The vast majority of cladistic methods are optimization algorithms. These algorithms search for an optimum in a search-space. The search space is the set of possible trees. This includes all topologies and all ancestral states for each topology.
A search methods could be brute-force, branch and bound or heuristic.
Brute Force cladistic search methods
The search space can be represented in the form of a tree. A selection is made at each node. In brute force, a complete search of all phylogenetic trees is made by walking the decision-tree and calculating the score at each leaf of the decision tree.
Branch and Bound cladistic search methods
Branch and bound algorithms also use search trees. The score of the partially constructed tree is calculated at each internal node. If the score is worse than the best score obtained so far, we do not continue with that branch.
Heuristic algorithm based cladistic search methods
Both brute force and branch and bound always find the best solution but they cannot do much in real time. Heuristic solutions are much faster but do not guarantee the optimal solution. Local optima vs. global optima.
Advantages of cladistic methods
• Take variable rates of evolution and homoplasy into account.
• Gives a tree with putative ancestral states.

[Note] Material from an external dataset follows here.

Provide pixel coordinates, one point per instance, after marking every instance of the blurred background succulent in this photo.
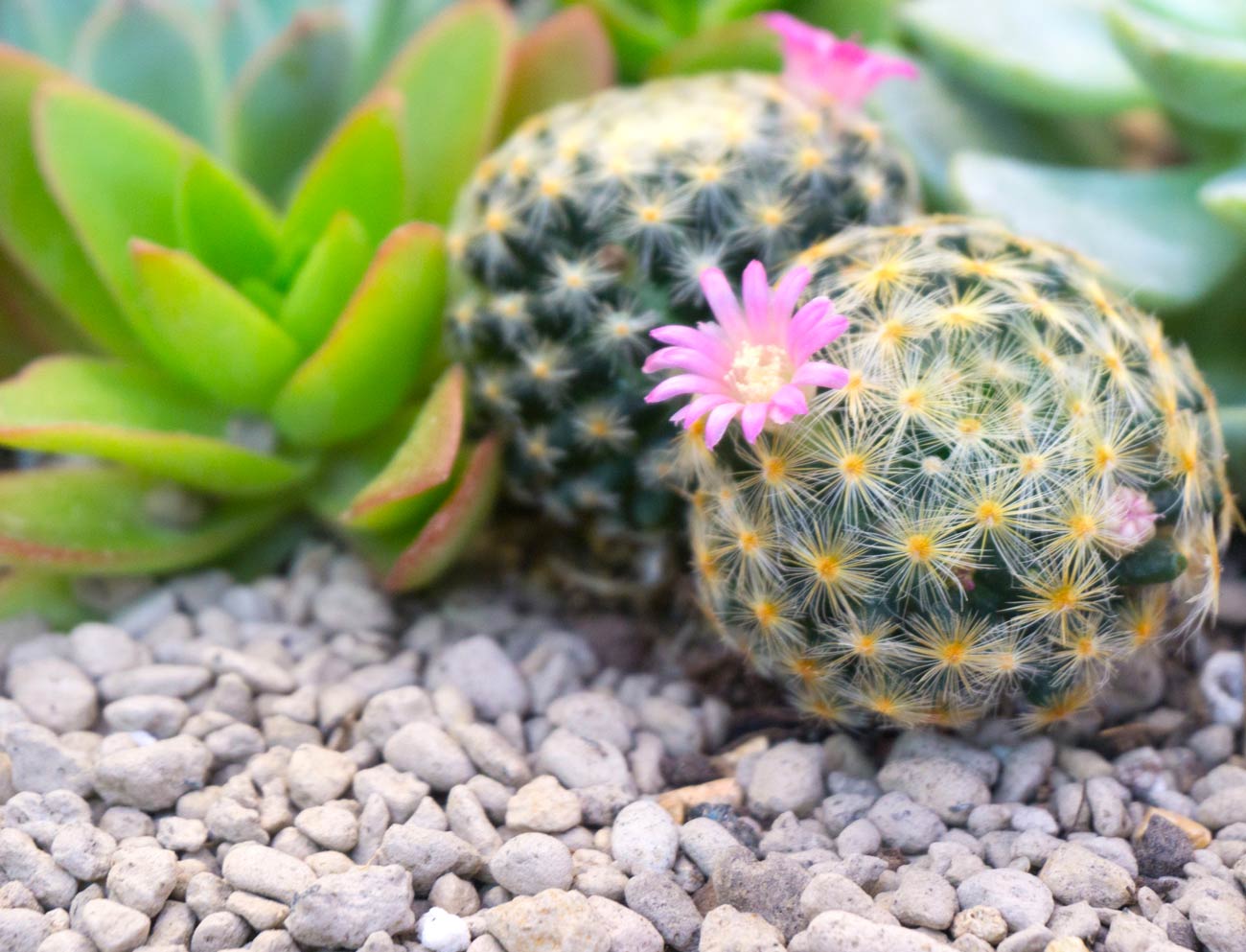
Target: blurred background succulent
(236, 365)
(1116, 128)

Disadvantages of cladistic methods
• Slow
• Often only local optima is found
• Care must be taken when interpreting evolutionary distances
• Many equally optimal solutions may be generated
Probabilistic Methods
Probabilistic methods start with a model of evolution. This model is described in the form of mutation probabilities. The most probable tree given the data and the model can then be calculated. The probabilities of multiple mutations in a branch are also taken into account. The most commonly used probabilistic algorithms are maximum likelihood and bayesian methods.
Advantages
• Based on a model of evolution
• Take variable rates of evolution, homoplasy and even multiple mutations in a branch into account
• Statistical confidence for the result is inherent in the method
Disadvantages
• Slow
• Often only local optimum is found.
Probabilistic Methods
Based on a probabilistic model of evolution
Molecular Clock
At the molecular level, mutations occur with a certain probability. However, a date cannot be read directly from molecular data. In some organisms this rate is higher than others due to geographical and temporal variations. Mutations are not conserved at a constant rate. All purely molecular dating methods give aberrant results.